Der ausgearbeitete Bericht soll im nächsten Jahr vorliegen. Wenn er aber schon heute fertig wäre, wie würde die Wohlstandsbilanz 2015 ausschauen. Ein Blick auf die einzelnen Indikatoren erlaubt eine erste Einschätzung. Die Trends sind im Bericht auf Seite 45 mit einer Ampeloptik zusammengefaßt, aggregiert in dieser Grafik.
Danach befindet sich Indikator 1: Ökologischer Fußabdruck im Verhältnis zur Biokapazität im roten, d.h. kritischen Bereich, ist aber auf dem Wege der Verbesserung. Bei Indikator 2: Artenvielfalt und Landschaftsqualität ist ebenfalls Rotlicht markiert, und hier wird die negative Situation noch schlimmer. Der Schutz der Biodiversität müsste auf der staatlichen Handlungsagenda ganz oben stehen, was aber nicht der Fall ist. Bei Indikator 3: Einkommensverteilung nach S80/S20-Relation, gibt es ein gelbes Licht - brauchbar -, aber der Trend wird schlechter, soziale Ungleichheit nimmt in Deutschland zu. Indikator 4: Bildungsabschlüsse der Bevölkerung bekommt ebenfalls gelb; hier zeigt der Trendpfeil nach oben, vor allem durch Verbesserung der Abitursquote. Indikator 5: Das BIP im Verhältnis zum Nationalen Wohlfahrtsindex - ebenfalls gelb und im Trend keine Veränderung. Der Indikator 6: Anteil von Umweltschutzgütern an den Industriewarenexporten erhält ein grünes Ampel-Signal - überdurchschnittlich -, der Trend ist gleich bleibend.

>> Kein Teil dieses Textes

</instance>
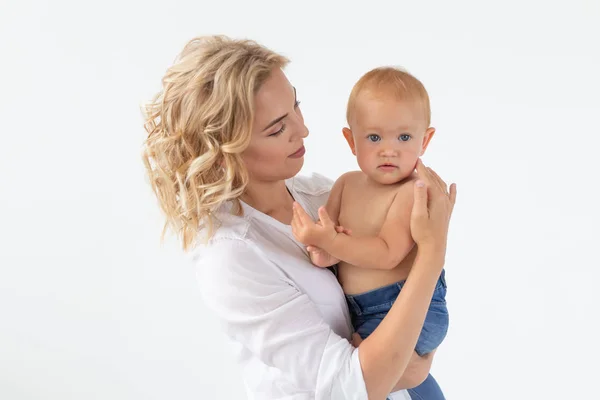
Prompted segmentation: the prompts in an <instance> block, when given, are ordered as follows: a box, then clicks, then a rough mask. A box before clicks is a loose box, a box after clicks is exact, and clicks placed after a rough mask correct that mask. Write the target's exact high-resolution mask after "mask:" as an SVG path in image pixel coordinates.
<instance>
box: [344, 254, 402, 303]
mask: <svg viewBox="0 0 600 400" xmlns="http://www.w3.org/2000/svg"><path fill="white" fill-rule="evenodd" d="M412 261H413V257H410V255H409V256H408V257H406V259H404V260H403V261H402V262H401V263H400V265H398V266H397V267H396V268H394V269H391V270H381V269H377V270H375V269H366V268H359V267H356V266H354V265H352V264H348V263H345V262H340V264H339V268H338V279H339V281H340V284H341V285H342V288H343V289H344V293H345V294H359V293H364V292H368V291H370V290H373V289H377V288H380V287H382V286H387V285H391V284H392V283H395V282H398V281H402V280H404V279H406V278H407V277H408V273H409V272H410V268H411V266H412Z"/></svg>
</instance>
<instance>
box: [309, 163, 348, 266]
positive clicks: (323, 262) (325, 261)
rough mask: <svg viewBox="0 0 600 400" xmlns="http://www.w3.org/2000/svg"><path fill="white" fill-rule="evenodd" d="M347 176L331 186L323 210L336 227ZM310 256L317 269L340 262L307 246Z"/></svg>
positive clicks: (344, 175)
mask: <svg viewBox="0 0 600 400" xmlns="http://www.w3.org/2000/svg"><path fill="white" fill-rule="evenodd" d="M346 176H347V174H344V175H342V176H340V177H339V178H338V179H337V181H335V183H334V184H333V187H332V188H331V192H330V193H329V198H328V199H327V205H326V206H325V209H326V210H327V213H328V214H329V217H330V218H331V219H332V220H333V223H334V224H335V225H336V226H337V225H338V219H339V215H340V207H341V204H342V193H343V191H344V184H345V181H346ZM308 249H310V250H311V251H309V254H310V261H312V263H313V264H315V265H316V266H318V267H330V266H332V265H335V264H337V263H338V262H340V260H339V259H337V258H335V257H333V256H332V255H331V254H329V253H327V252H326V251H324V250H323V249H320V248H318V247H315V246H308Z"/></svg>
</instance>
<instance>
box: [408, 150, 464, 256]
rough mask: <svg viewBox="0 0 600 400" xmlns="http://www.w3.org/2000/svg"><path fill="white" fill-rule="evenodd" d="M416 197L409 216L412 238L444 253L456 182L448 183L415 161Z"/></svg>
mask: <svg viewBox="0 0 600 400" xmlns="http://www.w3.org/2000/svg"><path fill="white" fill-rule="evenodd" d="M417 177H418V179H417V181H416V182H415V200H414V204H413V209H412V214H411V218H410V230H411V234H412V237H413V240H414V241H415V243H416V244H417V246H418V247H419V248H424V247H425V248H430V249H431V250H427V251H440V252H441V254H445V251H446V241H447V237H448V227H449V225H450V217H451V215H452V210H453V209H454V203H455V202H456V184H454V183H453V184H452V185H450V190H449V191H448V188H447V185H446V182H444V181H443V180H442V178H440V177H439V176H438V175H437V174H436V173H435V172H434V171H433V170H432V169H431V168H427V167H425V165H423V162H422V161H421V159H419V160H418V161H417Z"/></svg>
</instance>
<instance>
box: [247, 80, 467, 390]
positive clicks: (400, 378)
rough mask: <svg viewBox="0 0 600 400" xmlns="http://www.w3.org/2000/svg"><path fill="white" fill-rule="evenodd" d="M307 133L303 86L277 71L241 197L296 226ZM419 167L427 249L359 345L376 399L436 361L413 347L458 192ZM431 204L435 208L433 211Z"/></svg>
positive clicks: (260, 120)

Der Indikator 7: Die subjektive Lebenszufriedenheit bekommt ein gelbes Licht, mit Trendpfeil nach oben: die Stimmung der Bürger steigt (erstaunlich bei der Entwicklung des Reichtumsindikator 3). Der Indikator 8: Governance-Index attestiert Deutschland mit grüner Markierung eine überdurchschnittlich gute Regierung, demokratischer Rechte, politische Stabilität etc, ein gemixter Weltbank-Indikator aus sechs staatsbezogenen Faktoren. Der Trend in Deutschland: die Überdurchschnittlichkeit ist gleich bleibend.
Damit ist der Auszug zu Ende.